The vast scale of Facebook within the clubbing community not only allows GEOclubbing to provide better event listings than all competitors, but we can highlight the most popular events using the RSVPs of all Facebook clubbers, not just people who happen to connect with our site. If you were to check out the average event listing at Sydney’s inthemix, you’d see that most events don’t have any RSVPs listed, and those that do are usually no more than “10 members going”. Even for large events like the upcoming Defqon.1 festival, they only have 25 RSVPs at present, while on GEOclubbing there are 3,812 RSVPs based on 4 different Facebook listings for the festival. Because GEOclubbing can leverage the Facebook RSVPs from tens of thousands of clubbers in each city, we don’t have to rely on our personal biases to highlight the best events – we simply convey what the clubbers are already saying. And we also use the same RSVPs to highlight the most popular clubs and promoters – using facts instead of hype. (And in case you’re wondering, details of how we protect the privacy of clubbers can be found in our plain-English privacy info.)


Guaranteed Quality

Assuming that organisers continue to rely upon Facebook to promote their events, and that we don’t make too many mistakes along the way, there’s not much that can prevent GEOclubbing from publishing the best clubbing content. We don’t need to attract an audience before convincing promoters to list their events, our cultural/geographic/language barriers are only slight, and because our update process is almost completely automatic, you don’t have to worry that an event won’t get posted because we’re hungover from last night’s party. Facebook allows us to break the “unvirtuous cycle” that’s hurting most of our competitors: clubbers spend more and more time on Facebook, promoters use Facebook more as a result, and clubbers visit independent guides even less because of their diminishing quality. There’s still much we have to do before earning the trust of clubbers, but lack of quality content will never hold back GEOclubbing.


Making Waves

Everything about GEOclubbing has been designed to provide fast and simple information for clubbers, but we understand that some of these changes might catch a few industry players off guard: “You’re going to publish my event info without asking, and then use it to rank me?!?! I don’t think so!”
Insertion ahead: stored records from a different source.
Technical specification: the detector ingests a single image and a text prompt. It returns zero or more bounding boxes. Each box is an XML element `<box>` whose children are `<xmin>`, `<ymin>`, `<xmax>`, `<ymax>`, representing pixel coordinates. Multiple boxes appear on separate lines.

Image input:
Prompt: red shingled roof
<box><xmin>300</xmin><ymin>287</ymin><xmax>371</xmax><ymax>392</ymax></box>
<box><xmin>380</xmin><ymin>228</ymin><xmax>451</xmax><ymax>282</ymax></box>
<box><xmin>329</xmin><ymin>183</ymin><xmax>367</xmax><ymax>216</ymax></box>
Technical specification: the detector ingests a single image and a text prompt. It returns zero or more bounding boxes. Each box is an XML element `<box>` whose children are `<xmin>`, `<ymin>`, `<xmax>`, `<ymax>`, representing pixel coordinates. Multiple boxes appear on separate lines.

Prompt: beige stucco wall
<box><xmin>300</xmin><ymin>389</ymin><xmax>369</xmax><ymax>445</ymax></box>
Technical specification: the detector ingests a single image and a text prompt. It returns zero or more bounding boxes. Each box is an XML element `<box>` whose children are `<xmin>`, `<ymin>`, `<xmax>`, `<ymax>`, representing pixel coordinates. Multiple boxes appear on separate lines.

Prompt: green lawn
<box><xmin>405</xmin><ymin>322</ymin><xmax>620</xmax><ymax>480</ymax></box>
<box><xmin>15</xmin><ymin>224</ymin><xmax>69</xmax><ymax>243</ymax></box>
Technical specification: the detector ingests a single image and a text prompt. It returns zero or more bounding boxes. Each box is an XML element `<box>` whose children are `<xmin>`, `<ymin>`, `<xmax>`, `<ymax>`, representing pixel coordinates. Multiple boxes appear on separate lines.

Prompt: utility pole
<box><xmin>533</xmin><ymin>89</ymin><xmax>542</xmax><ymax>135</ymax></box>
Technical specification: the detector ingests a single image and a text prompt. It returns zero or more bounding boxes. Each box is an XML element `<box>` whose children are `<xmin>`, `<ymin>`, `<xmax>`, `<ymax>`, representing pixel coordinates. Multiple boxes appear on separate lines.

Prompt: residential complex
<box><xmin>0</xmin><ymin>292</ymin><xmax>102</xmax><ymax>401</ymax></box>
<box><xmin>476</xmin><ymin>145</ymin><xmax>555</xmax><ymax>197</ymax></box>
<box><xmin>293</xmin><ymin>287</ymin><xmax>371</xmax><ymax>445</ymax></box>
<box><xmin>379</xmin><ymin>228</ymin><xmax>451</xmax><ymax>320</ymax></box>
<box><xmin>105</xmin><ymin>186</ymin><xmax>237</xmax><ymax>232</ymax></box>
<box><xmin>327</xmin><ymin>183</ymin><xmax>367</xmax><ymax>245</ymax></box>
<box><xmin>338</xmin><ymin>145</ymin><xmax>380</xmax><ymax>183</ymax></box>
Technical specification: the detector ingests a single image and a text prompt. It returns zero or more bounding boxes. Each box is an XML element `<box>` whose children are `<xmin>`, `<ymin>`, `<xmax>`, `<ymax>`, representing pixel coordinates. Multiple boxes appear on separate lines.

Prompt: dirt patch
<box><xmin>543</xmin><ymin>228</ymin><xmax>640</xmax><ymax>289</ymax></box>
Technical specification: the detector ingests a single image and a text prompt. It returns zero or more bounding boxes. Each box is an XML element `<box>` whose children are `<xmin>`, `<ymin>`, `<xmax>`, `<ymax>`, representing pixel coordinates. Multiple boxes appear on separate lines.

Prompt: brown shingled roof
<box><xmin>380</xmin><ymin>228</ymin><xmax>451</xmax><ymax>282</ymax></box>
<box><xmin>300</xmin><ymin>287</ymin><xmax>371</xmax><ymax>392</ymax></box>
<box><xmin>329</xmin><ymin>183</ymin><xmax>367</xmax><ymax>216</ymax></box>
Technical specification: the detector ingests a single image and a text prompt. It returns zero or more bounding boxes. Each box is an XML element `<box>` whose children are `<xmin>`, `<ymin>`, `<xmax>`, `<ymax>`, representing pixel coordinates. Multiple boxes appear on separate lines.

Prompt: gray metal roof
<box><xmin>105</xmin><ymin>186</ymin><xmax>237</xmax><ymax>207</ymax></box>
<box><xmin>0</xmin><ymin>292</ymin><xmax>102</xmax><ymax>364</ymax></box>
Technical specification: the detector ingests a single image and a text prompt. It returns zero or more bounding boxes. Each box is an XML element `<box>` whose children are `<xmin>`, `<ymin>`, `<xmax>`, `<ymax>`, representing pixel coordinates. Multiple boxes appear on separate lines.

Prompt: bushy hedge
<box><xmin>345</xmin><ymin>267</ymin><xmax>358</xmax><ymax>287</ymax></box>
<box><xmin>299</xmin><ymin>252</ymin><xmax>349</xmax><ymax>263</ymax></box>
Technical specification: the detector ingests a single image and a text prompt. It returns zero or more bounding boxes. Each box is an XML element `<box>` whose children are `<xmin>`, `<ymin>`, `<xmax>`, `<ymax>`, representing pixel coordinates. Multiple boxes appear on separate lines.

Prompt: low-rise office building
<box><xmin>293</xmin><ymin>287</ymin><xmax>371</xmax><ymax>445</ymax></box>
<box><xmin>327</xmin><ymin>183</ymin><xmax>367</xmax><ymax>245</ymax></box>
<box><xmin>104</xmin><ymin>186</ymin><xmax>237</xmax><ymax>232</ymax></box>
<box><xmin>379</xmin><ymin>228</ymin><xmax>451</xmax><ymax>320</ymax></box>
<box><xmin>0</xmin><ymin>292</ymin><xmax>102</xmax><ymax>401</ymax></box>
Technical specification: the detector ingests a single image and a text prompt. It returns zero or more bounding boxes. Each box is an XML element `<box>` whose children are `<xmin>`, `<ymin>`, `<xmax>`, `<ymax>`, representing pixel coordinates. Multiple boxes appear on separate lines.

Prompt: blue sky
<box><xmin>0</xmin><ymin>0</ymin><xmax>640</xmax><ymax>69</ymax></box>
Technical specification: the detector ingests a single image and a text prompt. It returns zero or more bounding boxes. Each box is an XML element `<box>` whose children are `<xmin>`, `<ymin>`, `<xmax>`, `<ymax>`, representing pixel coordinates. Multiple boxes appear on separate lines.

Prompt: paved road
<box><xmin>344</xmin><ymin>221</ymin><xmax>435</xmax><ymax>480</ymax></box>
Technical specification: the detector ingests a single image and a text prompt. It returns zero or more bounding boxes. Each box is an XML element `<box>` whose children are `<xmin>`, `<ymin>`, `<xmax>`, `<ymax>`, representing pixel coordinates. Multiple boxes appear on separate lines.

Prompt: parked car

It’s so far unclear how common this view will be, and how many people will instead enjoy the additional exposure without any cost on their part. But either way, GEOclubbing is seriously committed to engaging with all event promoters listed on the site, and exploring ways to make their lives easier while always helping clubbers.

I’ll be personally contacting every promoter and venue leading up to our Aug 23rd launch, and continuing to reach out to all players as we add features and expand globally. But anyone is always welcome to email me regarding any aspect of GEOclubbing:

Thanks for taking time to read.


Update, 12 Oct 2011: After contacting hundreds of clubbing promoters, I haven’t heard any complaints about GEOclubbing resyndicating event info without prior consent. Several dozen promoters were actually quite thankful for the added simplicity. But I’ll still be contacting every promoter that I can and listening to their points of view.